Quadratic gravity (QG) is an extension of general relativity obtained by adding all local quadratic-in-curvature terms to the Einstein–Hilbert Lagrangian.^[1] Doing this makes the theory renormalizable.^[1] This is one of numerous alternatives to general relativity.^[2]: 63 It has been suggested that consistency with quantum chromodynamics requires these additional quadratic terms.^[3]

The theory was originally proved to be renormalizable by Kellogg Stelle in 1977,^[4] but had difficulty being accepted as a viable theory because of its introduction of a massive spin-2 ghost particle.^[5][1] Aside from the massive ghost, the theory also predicts the existence of an additional scalar boson and the massless graviton^[5], ensuring that general relativity is recovered at low energies. The additional scalar particle appears also in Alexei Starobinsky's work of 1980 on the early universe. In Starobinsky inflation, the scalar particle is responsible for cosmic inflation.^[5][1]

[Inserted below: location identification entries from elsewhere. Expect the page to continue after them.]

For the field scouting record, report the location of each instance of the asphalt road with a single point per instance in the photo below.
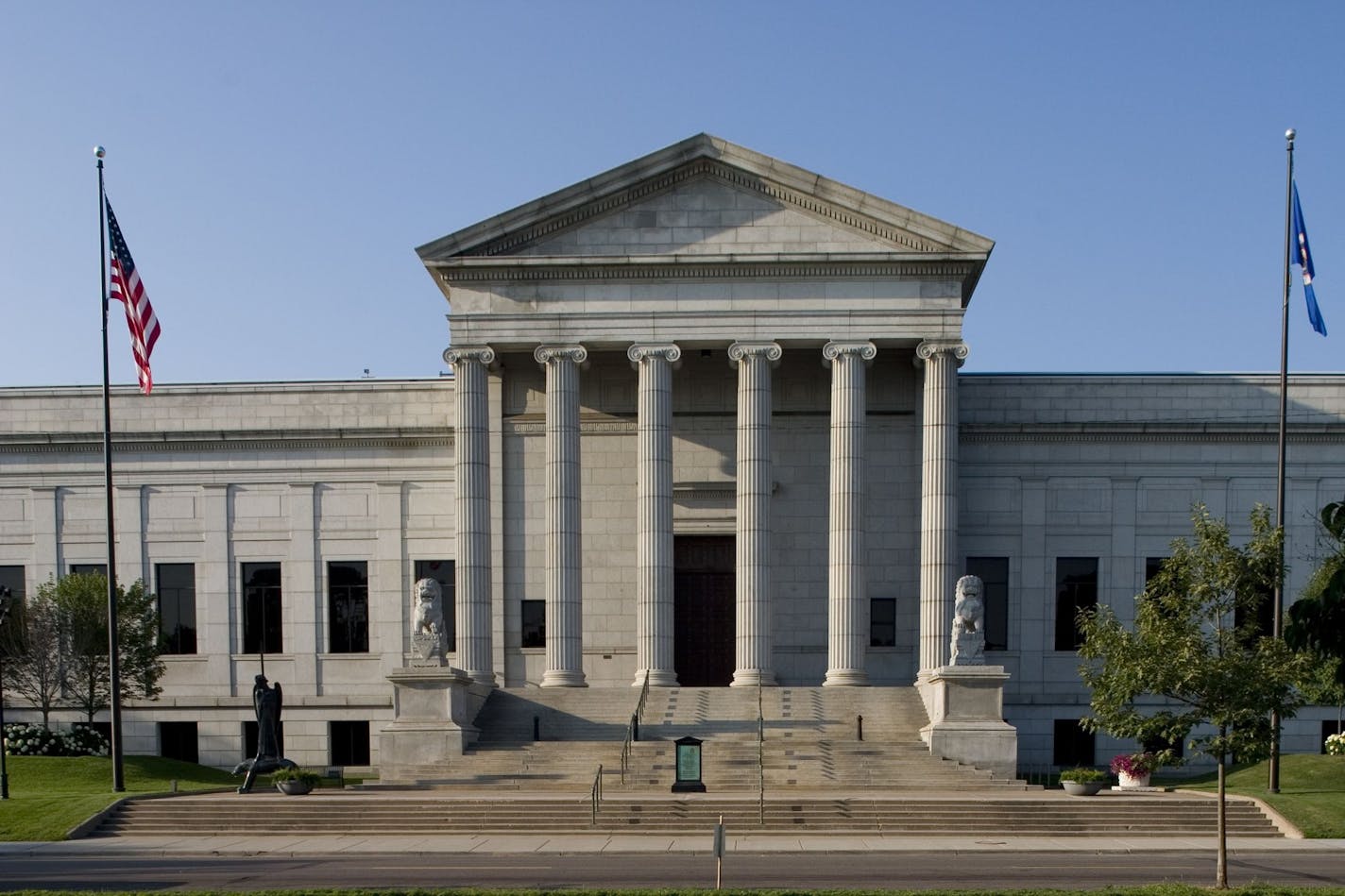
(805, 871)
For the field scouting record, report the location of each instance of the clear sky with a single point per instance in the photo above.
(275, 164)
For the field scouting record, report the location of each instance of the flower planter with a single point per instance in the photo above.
(1132, 782)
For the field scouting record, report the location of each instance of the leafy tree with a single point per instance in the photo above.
(1317, 619)
(1185, 664)
(34, 665)
(84, 607)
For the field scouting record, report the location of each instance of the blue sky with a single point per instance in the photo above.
(275, 164)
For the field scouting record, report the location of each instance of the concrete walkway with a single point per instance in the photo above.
(522, 844)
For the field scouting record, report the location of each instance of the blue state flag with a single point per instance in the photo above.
(1303, 257)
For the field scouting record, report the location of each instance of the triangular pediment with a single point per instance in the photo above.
(707, 196)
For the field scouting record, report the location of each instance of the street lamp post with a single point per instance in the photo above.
(6, 596)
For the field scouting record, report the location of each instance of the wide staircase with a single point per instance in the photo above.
(774, 760)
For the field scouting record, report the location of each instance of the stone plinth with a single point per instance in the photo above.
(966, 718)
(432, 718)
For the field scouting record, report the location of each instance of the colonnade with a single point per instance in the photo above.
(847, 603)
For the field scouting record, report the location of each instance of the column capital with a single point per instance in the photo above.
(866, 351)
(768, 350)
(456, 354)
(931, 347)
(665, 350)
(546, 354)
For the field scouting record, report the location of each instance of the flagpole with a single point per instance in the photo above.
(113, 657)
(1278, 601)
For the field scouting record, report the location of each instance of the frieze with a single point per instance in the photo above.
(704, 168)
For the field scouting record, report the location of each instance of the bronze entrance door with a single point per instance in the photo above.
(703, 610)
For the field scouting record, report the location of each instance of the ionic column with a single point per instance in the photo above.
(847, 598)
(654, 516)
(472, 474)
(938, 498)
(754, 636)
(564, 584)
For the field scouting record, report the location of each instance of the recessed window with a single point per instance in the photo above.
(535, 623)
(1072, 746)
(995, 596)
(178, 740)
(177, 592)
(348, 603)
(1076, 588)
(261, 608)
(882, 622)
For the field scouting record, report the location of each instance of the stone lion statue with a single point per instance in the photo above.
(428, 608)
(968, 635)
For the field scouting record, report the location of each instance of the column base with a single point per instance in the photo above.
(846, 678)
(658, 678)
(752, 677)
(562, 678)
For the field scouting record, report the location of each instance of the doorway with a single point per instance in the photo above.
(703, 610)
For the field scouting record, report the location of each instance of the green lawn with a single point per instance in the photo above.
(1312, 791)
(50, 795)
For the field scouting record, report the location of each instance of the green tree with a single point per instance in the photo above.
(1316, 620)
(82, 600)
(34, 664)
(1185, 664)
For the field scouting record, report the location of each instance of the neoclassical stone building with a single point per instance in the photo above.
(705, 427)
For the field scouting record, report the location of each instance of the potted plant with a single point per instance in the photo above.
(294, 781)
(1132, 769)
(1083, 782)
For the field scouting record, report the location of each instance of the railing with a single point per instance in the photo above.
(596, 792)
(760, 759)
(634, 727)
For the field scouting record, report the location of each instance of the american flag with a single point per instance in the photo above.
(128, 290)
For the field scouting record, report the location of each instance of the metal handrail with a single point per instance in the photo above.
(632, 725)
(596, 792)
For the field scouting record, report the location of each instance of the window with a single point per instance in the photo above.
(1076, 588)
(995, 596)
(177, 592)
(882, 622)
(349, 743)
(535, 623)
(348, 603)
(178, 740)
(441, 570)
(1072, 744)
(261, 608)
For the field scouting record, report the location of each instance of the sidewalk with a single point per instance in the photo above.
(597, 844)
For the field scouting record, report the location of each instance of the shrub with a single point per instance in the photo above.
(1084, 775)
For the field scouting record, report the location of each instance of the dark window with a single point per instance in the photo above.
(349, 743)
(995, 595)
(882, 622)
(1328, 730)
(348, 601)
(261, 608)
(1076, 588)
(441, 570)
(178, 740)
(177, 592)
(1072, 744)
(535, 623)
(1151, 566)
(11, 627)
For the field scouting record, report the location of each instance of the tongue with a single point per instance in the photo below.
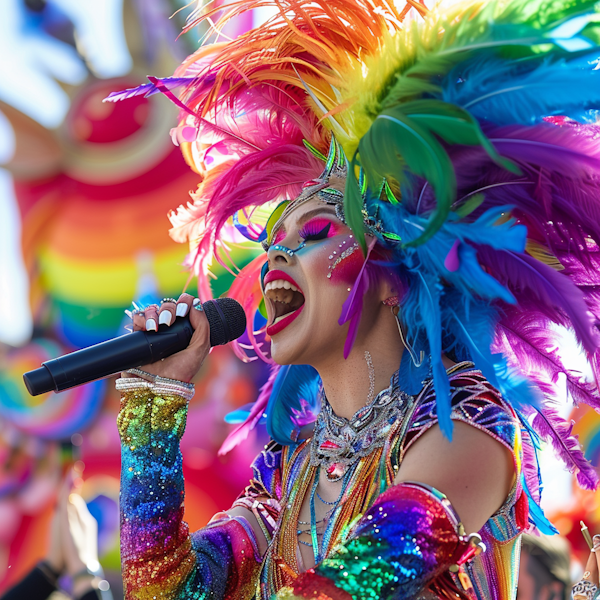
(283, 308)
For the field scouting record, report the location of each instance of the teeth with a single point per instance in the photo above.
(282, 317)
(280, 283)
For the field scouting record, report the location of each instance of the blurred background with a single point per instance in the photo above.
(84, 196)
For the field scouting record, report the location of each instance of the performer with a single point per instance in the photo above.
(432, 185)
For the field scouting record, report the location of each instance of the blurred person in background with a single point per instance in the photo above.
(72, 552)
(544, 571)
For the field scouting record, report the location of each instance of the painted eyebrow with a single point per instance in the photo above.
(308, 216)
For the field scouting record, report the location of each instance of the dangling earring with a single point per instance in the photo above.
(394, 303)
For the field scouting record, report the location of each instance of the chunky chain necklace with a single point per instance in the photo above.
(338, 443)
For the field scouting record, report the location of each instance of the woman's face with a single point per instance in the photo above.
(305, 290)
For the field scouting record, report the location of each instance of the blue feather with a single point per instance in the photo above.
(536, 514)
(292, 384)
(521, 92)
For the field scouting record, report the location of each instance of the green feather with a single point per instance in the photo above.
(470, 205)
(353, 205)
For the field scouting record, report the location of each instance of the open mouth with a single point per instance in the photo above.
(285, 298)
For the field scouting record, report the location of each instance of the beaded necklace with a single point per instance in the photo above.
(338, 443)
(365, 477)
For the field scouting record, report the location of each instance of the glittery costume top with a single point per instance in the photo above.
(374, 521)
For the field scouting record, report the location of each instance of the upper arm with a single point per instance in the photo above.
(261, 539)
(474, 470)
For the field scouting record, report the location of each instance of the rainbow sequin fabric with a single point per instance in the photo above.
(383, 541)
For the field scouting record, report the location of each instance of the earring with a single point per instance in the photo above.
(393, 302)
(287, 250)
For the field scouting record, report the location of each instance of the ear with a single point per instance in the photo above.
(390, 288)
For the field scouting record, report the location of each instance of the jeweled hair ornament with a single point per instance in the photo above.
(472, 156)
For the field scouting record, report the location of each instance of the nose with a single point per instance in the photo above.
(280, 255)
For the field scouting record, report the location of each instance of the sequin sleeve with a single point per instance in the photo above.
(403, 545)
(160, 559)
(263, 494)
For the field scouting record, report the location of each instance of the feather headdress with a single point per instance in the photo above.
(479, 115)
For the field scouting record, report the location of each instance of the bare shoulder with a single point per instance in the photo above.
(474, 470)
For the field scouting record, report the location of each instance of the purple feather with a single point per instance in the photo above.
(529, 278)
(529, 343)
(530, 466)
(148, 89)
(241, 432)
(352, 308)
(554, 429)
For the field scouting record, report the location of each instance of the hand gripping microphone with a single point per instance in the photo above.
(225, 316)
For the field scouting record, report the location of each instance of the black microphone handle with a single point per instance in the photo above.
(107, 358)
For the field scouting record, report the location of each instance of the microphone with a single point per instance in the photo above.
(225, 316)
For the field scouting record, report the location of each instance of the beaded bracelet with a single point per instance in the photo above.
(155, 383)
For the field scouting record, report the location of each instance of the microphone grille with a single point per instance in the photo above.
(226, 318)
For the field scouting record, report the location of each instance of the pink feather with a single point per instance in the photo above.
(352, 308)
(554, 429)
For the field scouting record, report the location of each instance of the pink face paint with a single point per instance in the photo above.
(346, 262)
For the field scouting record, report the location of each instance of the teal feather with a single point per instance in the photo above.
(292, 384)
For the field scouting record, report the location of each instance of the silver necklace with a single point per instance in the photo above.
(338, 443)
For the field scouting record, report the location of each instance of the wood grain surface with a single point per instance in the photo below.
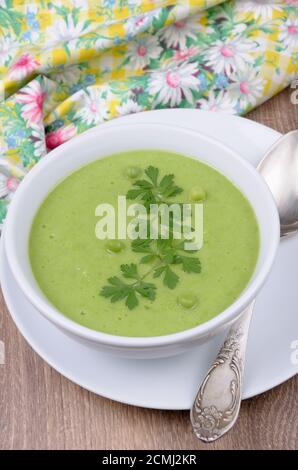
(40, 409)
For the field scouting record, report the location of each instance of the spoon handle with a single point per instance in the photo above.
(217, 404)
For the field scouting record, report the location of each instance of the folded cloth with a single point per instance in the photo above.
(69, 65)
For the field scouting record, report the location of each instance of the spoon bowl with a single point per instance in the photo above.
(219, 396)
(279, 168)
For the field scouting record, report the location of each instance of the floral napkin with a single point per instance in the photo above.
(68, 65)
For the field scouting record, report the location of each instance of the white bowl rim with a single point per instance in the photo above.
(51, 313)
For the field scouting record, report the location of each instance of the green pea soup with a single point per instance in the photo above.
(112, 287)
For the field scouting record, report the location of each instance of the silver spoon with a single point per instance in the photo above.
(217, 404)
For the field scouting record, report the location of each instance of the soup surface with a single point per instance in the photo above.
(142, 288)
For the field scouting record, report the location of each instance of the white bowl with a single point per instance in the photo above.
(103, 141)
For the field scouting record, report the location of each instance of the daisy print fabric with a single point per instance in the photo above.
(69, 65)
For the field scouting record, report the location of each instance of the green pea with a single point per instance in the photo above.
(114, 246)
(197, 194)
(188, 300)
(133, 172)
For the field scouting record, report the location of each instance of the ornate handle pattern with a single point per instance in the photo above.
(217, 404)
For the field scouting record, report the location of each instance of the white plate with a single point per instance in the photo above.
(171, 383)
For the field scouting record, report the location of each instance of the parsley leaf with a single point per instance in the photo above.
(189, 264)
(120, 290)
(151, 191)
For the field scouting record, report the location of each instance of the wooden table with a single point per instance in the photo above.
(40, 409)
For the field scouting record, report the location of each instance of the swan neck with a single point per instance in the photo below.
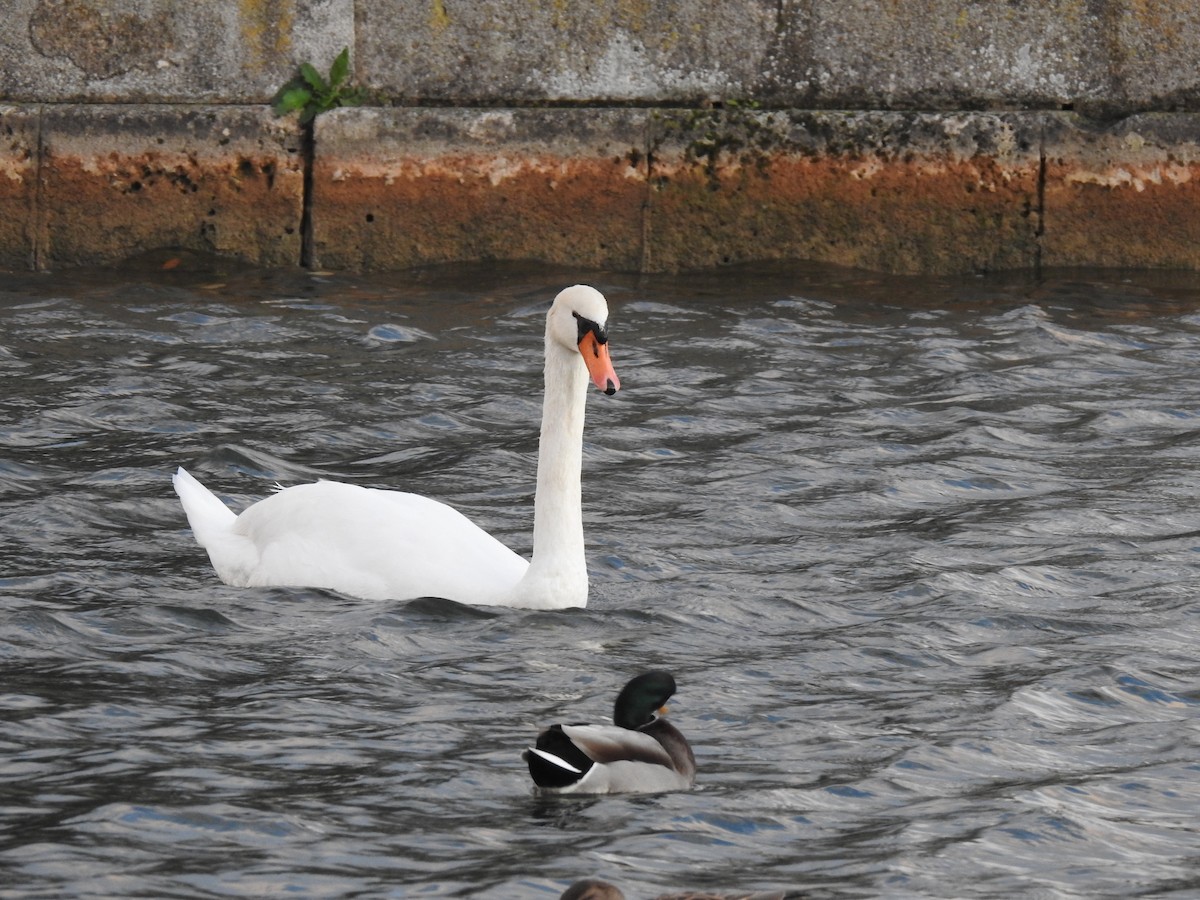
(558, 567)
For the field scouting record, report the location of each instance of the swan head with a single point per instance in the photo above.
(579, 322)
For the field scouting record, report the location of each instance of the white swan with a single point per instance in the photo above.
(388, 545)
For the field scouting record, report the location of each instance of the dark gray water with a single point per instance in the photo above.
(923, 557)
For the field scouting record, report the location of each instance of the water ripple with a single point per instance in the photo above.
(922, 557)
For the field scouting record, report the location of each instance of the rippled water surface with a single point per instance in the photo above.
(923, 557)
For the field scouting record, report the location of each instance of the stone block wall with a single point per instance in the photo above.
(634, 135)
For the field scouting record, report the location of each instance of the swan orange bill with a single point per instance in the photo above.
(595, 357)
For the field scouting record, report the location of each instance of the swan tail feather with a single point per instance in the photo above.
(208, 516)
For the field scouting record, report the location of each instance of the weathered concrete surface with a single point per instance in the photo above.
(162, 51)
(681, 133)
(18, 186)
(118, 180)
(1123, 55)
(1127, 195)
(400, 187)
(900, 192)
(646, 51)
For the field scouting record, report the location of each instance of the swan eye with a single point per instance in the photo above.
(589, 327)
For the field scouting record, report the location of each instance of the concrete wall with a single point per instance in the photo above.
(653, 135)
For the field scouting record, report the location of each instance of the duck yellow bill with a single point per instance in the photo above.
(595, 358)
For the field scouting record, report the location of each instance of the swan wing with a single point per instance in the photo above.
(376, 545)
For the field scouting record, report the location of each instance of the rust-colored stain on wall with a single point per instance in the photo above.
(571, 211)
(102, 209)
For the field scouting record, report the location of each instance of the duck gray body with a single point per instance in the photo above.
(641, 753)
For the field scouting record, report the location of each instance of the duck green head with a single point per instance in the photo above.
(641, 699)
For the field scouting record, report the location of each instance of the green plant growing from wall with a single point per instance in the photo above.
(311, 94)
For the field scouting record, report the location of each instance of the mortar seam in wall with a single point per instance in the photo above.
(37, 238)
(1041, 228)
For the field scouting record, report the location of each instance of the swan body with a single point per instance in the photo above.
(391, 545)
(641, 753)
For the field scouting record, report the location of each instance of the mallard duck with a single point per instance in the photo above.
(640, 753)
(388, 545)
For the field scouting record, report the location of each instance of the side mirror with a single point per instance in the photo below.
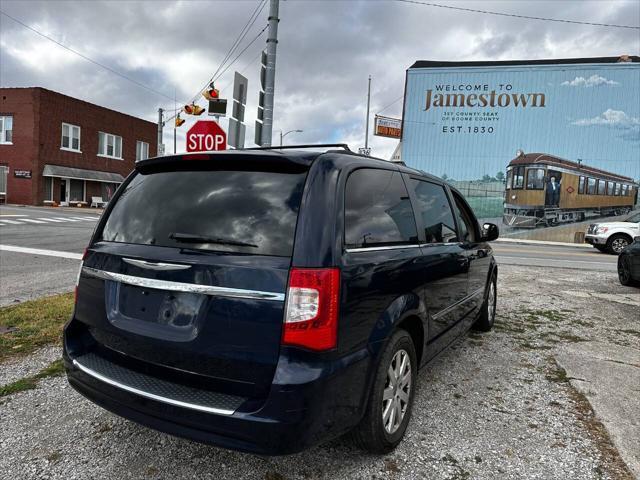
(490, 232)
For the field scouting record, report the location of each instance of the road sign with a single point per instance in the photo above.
(206, 135)
(387, 127)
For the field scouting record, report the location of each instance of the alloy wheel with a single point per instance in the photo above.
(397, 390)
(618, 244)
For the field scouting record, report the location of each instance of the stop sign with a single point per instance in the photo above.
(206, 135)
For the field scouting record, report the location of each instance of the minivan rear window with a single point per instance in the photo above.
(252, 212)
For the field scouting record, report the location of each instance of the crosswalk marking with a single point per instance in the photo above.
(45, 220)
(31, 220)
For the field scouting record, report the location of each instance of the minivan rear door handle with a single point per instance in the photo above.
(155, 265)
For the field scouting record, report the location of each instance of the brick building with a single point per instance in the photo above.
(58, 149)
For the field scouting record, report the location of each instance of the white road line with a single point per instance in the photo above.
(37, 251)
(31, 220)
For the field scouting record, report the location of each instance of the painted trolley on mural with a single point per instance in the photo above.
(544, 190)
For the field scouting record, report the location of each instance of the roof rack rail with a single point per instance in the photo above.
(289, 147)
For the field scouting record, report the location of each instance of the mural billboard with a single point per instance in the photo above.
(531, 144)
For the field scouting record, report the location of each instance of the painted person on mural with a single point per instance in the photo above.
(552, 194)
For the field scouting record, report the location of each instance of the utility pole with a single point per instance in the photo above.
(270, 76)
(160, 125)
(366, 131)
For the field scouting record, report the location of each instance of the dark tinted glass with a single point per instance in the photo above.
(377, 209)
(257, 208)
(465, 222)
(437, 217)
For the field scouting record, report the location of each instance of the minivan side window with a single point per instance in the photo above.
(465, 222)
(433, 206)
(378, 210)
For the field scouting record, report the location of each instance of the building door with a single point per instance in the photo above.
(63, 190)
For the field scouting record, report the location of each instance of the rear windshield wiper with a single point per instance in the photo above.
(192, 238)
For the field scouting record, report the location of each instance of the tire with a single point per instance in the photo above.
(374, 434)
(617, 242)
(487, 315)
(624, 272)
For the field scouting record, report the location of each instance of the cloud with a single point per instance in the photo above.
(612, 118)
(592, 81)
(326, 51)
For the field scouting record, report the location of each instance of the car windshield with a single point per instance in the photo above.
(634, 218)
(231, 211)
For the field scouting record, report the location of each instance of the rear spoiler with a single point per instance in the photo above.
(238, 159)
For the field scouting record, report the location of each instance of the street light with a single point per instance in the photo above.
(285, 134)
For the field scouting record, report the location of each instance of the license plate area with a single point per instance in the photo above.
(161, 314)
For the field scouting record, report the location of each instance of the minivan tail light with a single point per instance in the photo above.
(311, 314)
(75, 292)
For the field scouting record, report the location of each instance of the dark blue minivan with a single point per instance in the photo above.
(267, 300)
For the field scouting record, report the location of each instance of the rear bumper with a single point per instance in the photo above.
(594, 240)
(312, 408)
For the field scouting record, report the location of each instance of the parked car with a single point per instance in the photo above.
(269, 300)
(613, 237)
(629, 264)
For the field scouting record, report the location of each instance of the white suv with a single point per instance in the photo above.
(614, 236)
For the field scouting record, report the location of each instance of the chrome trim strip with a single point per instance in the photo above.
(155, 265)
(386, 247)
(183, 287)
(153, 396)
(446, 310)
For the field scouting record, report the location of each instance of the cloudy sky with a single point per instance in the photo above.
(326, 51)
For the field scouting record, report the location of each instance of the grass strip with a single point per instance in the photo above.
(38, 323)
(54, 369)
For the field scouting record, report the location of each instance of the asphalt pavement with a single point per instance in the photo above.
(26, 273)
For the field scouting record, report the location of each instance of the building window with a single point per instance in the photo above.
(109, 145)
(76, 191)
(6, 129)
(70, 137)
(108, 189)
(48, 189)
(535, 179)
(142, 150)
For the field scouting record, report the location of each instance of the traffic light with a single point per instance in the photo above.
(211, 93)
(193, 109)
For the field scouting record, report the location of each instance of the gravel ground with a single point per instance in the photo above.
(495, 405)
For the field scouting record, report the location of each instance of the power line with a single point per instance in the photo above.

QG, besides being renormalizable, has also been shown to feature a non-perturbative ultraviolet fixed point.^[6] Unitarity, essential to a theory quantum gravity, has been established in appropriate constructions.^[7][8][9] In scattering processes the unitarity of the S-matrix has been proved using the instability of the massive spin-2 particle.^[10]

The relevant solutions are not unstable but metastable: when the energies are much below a threshold (that is high enough to describe the whole cosmology) runaways are avoided and the possible instability occurring when the bound is violated not only is compatible with cosmology but would also explain why we live in a homogeneous and isotropic universe.^[9][11]

John Donoghue believes quadratic gravity could be a viable theory of quantum gravity.^[5] He has reinterpreted its ghost particles as time-reversed unstable particles.^[12][8]

Work has been directed towards using the Event Horizon Telescope to test for the possibility of QG being a valid theory.^[13]